As discussed in the ODM from 2/10 (and corresponding discussion thread), I am proposing the introduction of an ml_program dialect in order to begin the incremental work to upstream common structural components needed to represent compiled ML programs from popular Machine Learning frameworks.
I have created a draft here (containing just a module op, which should not be too controversial, and in itself highlights several areas where upstream infra may not be generalized enough): ⚙ D120203 [mlir] Introduce ml_program dialect.
As discussed, we have working, practical importers and compiler paths for all popular frontends and runtimes, and not consolidating some of the common structural components upstream is just adding interop friction (and forcing odd layering) that we should aim to eliminate. The intent is to proceed incrementally towards an end state that:
Provides structural components for representable program forms (i.e. modules, function types, initializers).

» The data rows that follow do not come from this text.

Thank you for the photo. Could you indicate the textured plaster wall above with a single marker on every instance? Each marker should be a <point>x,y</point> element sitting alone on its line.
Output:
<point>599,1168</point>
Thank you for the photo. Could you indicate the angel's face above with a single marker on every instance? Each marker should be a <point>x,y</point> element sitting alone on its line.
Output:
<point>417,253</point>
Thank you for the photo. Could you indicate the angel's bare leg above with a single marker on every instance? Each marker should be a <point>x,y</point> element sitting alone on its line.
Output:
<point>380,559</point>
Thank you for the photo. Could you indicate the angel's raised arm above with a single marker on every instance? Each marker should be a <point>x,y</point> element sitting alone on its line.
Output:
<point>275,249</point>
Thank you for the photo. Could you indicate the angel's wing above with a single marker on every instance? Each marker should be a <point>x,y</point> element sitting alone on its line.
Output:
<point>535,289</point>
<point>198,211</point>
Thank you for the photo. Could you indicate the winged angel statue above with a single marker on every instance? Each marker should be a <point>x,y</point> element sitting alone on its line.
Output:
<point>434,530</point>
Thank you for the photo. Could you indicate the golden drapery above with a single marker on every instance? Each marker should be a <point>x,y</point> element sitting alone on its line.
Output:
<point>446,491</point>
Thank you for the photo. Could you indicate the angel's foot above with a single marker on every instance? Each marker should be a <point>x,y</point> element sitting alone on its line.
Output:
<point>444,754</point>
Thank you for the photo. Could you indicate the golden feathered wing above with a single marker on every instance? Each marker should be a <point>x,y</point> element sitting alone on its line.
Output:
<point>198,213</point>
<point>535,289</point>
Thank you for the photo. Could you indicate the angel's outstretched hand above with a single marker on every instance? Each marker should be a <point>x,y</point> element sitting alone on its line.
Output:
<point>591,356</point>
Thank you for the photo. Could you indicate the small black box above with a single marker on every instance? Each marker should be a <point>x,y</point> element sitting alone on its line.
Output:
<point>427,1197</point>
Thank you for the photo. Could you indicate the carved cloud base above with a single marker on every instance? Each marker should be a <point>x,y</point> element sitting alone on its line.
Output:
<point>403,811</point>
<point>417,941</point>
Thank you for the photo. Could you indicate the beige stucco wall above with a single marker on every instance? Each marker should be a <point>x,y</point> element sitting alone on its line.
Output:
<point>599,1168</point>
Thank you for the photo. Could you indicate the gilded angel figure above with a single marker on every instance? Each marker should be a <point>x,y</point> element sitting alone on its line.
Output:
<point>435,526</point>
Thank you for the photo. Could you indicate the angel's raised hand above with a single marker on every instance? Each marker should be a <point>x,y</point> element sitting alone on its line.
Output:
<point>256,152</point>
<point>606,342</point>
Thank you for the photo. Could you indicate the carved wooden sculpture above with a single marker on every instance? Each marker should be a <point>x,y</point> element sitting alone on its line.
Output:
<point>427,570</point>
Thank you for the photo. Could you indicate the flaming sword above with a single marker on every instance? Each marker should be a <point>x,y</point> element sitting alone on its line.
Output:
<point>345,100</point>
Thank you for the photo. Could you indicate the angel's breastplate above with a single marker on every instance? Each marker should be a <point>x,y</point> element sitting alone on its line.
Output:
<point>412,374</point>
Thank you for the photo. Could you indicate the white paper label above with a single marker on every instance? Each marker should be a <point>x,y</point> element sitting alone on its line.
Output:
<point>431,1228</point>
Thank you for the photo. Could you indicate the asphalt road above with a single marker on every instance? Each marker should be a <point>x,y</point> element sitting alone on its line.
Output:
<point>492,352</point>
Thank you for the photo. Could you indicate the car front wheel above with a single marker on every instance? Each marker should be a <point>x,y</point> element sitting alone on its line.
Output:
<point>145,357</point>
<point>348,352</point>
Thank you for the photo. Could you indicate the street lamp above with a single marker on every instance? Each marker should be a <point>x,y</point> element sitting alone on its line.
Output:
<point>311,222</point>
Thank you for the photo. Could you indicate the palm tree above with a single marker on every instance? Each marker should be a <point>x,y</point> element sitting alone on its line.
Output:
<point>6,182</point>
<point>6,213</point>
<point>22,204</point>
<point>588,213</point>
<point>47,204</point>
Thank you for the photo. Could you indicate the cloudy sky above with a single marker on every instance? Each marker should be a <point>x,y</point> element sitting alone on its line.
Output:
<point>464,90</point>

Defines representations for memory models of runtime targets of merit.
Defines utility representations and common, low-level data structures (i.e. lists, etc).
Defines interfaces for type system extensibility (i.e. allow frontends/runtimes to specialize any of the above without forking the entire representation).
Provides infrastructure for versioning and facilitating the creation of standalone serialization formats.
It is expected that this effort and the resulting representations will complement existing op-centric dialects (i.e. TOSA, MHLO, ONNX, ATen, etc) by providing a common backplane and facilitating tools interop by providing common structures.
Since this space has a lot of variation in it, we will proceed with the design incrementally, adding new structure and adapting existing interfaces to use/validate it as we go. This will be an inclusive process, focused on arriving at appropriate mid-level, compiler friendly representations for the above. It may go beyond this initial ml_program dialect when orthogonal concepts are identified.
Solve the “mkdir problem” with respect to a new area being developed upstream.
Assemble a working group of stakeholders to design each of the above facets, where each functional addition will either be by non-controversial consensus or a follow-up RFC.
Inform other engineering efforts regarding some of the generality of MLIR that we will be putting to the test upstream (new top-level modules, improved pass discrimination, full function-like generality, etc).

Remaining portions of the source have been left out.